Data is all around us. This is the information age. Within international development (and beyond), data is becoming a necessary part of our work; thanks to technological advances, we can deliver, coordinate and communicate faster than ever. To put this into context, a full 90% of all the data in the world across history has been generated over the last two years. (Responsible dev data, e-book)
Oggigiorno i dati contano a tal punto che alcune organizzazioni attive nel mondo degli aiuti internazionali ne hanno fatto il loro principale focus di azione e interesse. È questo il caso dell’agenzia delle Nazioni Unite Global PulseLabs creata per analizzare il ruolo dei big data nell’accelerare l’innovazione sociale e lo sviluppo sostenibile; o della fondazione non profit Akvo che sviluppa software e strumenti digitali usati da organizzazioni internazionali e ong per raccogliere, organizzare e diffondere dati e informazioni in diversi settori.
Come si relazionano gli attori della cooperazione internazionale con l’enorme quantità di dati in circolazione? Come li usano per migliorare la trasparenza dei processi decisionali e organizzativi? Come possono aumentare la qualità e l’efficacia del loro intervento a partire dai dati? E infine, quali benefici allo sviluppo possono derivare dai dati?
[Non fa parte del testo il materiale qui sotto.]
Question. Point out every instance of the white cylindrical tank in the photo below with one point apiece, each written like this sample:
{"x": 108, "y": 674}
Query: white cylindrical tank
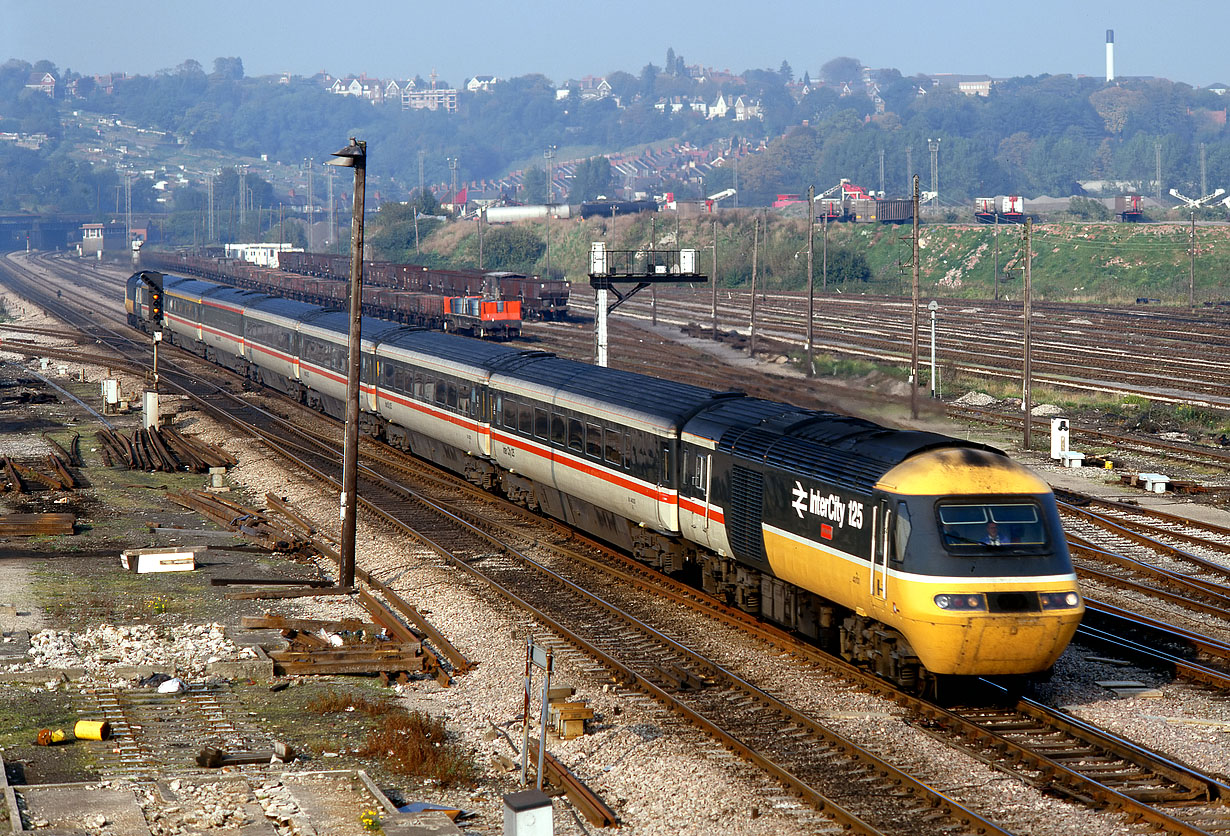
{"x": 512, "y": 214}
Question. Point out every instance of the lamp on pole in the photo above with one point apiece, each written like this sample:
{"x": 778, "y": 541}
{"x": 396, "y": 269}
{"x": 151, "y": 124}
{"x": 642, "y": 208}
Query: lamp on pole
{"x": 352, "y": 156}
{"x": 453, "y": 169}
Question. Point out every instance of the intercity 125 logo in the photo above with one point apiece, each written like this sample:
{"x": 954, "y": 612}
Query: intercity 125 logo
{"x": 828, "y": 507}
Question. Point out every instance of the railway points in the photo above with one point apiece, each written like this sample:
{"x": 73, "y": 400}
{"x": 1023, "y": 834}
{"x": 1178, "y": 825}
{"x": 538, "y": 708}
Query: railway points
{"x": 611, "y": 700}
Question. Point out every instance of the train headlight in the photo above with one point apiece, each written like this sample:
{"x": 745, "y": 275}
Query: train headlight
{"x": 964, "y": 603}
{"x": 1058, "y": 600}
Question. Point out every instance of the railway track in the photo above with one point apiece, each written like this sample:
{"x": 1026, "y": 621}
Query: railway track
{"x": 984, "y": 341}
{"x": 650, "y": 662}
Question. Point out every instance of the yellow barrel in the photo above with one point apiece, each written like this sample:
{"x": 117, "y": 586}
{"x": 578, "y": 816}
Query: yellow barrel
{"x": 91, "y": 730}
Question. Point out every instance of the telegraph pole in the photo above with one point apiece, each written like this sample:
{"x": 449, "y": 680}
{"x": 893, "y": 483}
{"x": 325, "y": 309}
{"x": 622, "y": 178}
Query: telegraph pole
{"x": 1191, "y": 263}
{"x": 1158, "y": 181}
{"x": 752, "y": 321}
{"x": 824, "y": 256}
{"x": 352, "y": 156}
{"x": 996, "y": 257}
{"x": 811, "y": 278}
{"x": 1027, "y": 370}
{"x": 914, "y": 309}
{"x": 1204, "y": 172}
{"x": 714, "y": 280}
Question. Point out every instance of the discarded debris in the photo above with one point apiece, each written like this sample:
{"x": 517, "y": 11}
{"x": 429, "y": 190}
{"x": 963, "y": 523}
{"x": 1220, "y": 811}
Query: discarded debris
{"x": 164, "y": 449}
{"x": 27, "y": 525}
{"x": 166, "y": 558}
{"x": 212, "y": 757}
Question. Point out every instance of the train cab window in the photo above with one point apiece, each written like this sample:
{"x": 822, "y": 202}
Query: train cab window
{"x": 902, "y": 534}
{"x": 614, "y": 451}
{"x": 594, "y": 441}
{"x": 1011, "y": 528}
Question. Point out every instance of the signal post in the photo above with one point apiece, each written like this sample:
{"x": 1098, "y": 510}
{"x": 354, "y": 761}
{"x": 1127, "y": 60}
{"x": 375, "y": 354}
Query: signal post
{"x": 642, "y": 267}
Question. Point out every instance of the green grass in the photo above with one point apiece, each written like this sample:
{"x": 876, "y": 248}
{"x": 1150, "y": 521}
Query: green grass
{"x": 358, "y": 719}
Guidati dall’olandese Pelle Aardema di Open for change, abbiamo provato a definire i concetti di open data e open development, concentrandoci sull’analisi del framework IATI, uno standard condiviso a livello internazionale che consente la pubblicazione di dati e informazioni sulle attività svolte dagli attori dello sviluppo in maniera chiara e puntuale e in formato aperto.